With the Bank of England ready for a second week of heavy buying in the markets, the finance ministers, who meet in Bath on Friday, will draw up detailed plans for dealing with the possibility of a 'no' vote in the French referendum on the Maastricht treaty on European union.
The ministers' agreement will allow the Bank of England to draw on Bundesbank cash to buy pounds, so supporting sterling even while it remains above its ERM floor of DM2.7780.
Sterling's continued weakness will not be eased by a poll in Le Parisien newspaper yesterday giving 'no' campaigners 53 per cent, with 47 per cent in favour - the largest majority against so far.
At the informal finance ministers' meeting, France's Michel Sabin will give his assessment of the referendum's outcome and the implications if the French reject Maastricht. With Britain in the EC presidency, Douglas Hurd, the Foreign Secretary, will have to decide whether to call an emergency EC Council meeting if the French vote 'no'.
Officials point out that EC ministers will be gathered at the United Nations in New York immediately after the poll, which takes place on 20 September.
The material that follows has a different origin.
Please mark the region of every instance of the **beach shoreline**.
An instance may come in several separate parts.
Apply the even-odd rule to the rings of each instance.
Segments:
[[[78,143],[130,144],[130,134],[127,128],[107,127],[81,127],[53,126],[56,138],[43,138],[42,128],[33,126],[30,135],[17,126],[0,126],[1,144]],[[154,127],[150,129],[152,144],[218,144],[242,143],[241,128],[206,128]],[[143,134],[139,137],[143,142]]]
Yesterday Downing Street said the Prime Minister had turned down a request to appear in a debate on Maastricht on French television.
Against this tense background, the case for a recall of Parliament will be reviewed by the Labour leader, John Smith, when returns to Westminster on Tuesday.
Pressure is growing within senior ranks of the party for a Westminster debate over the economy and the international outlook. By convention a call for Parliament to reassemble during recess is normally granted, although, in this case John Major might oppose demands for any debate on the economy.
If the Chancellor, Norman Lamont, is forced to raise interest rates and international tension increases, Labour figures believe that a demand for a recall, on both issues, would be irresistible. But any recall must come in the first fortnight of September, before the party conference season.
Frustration is mounting within Labour because the Government's acute economic difficulties have been overshadowed by the crises in the Balkans and Iraq.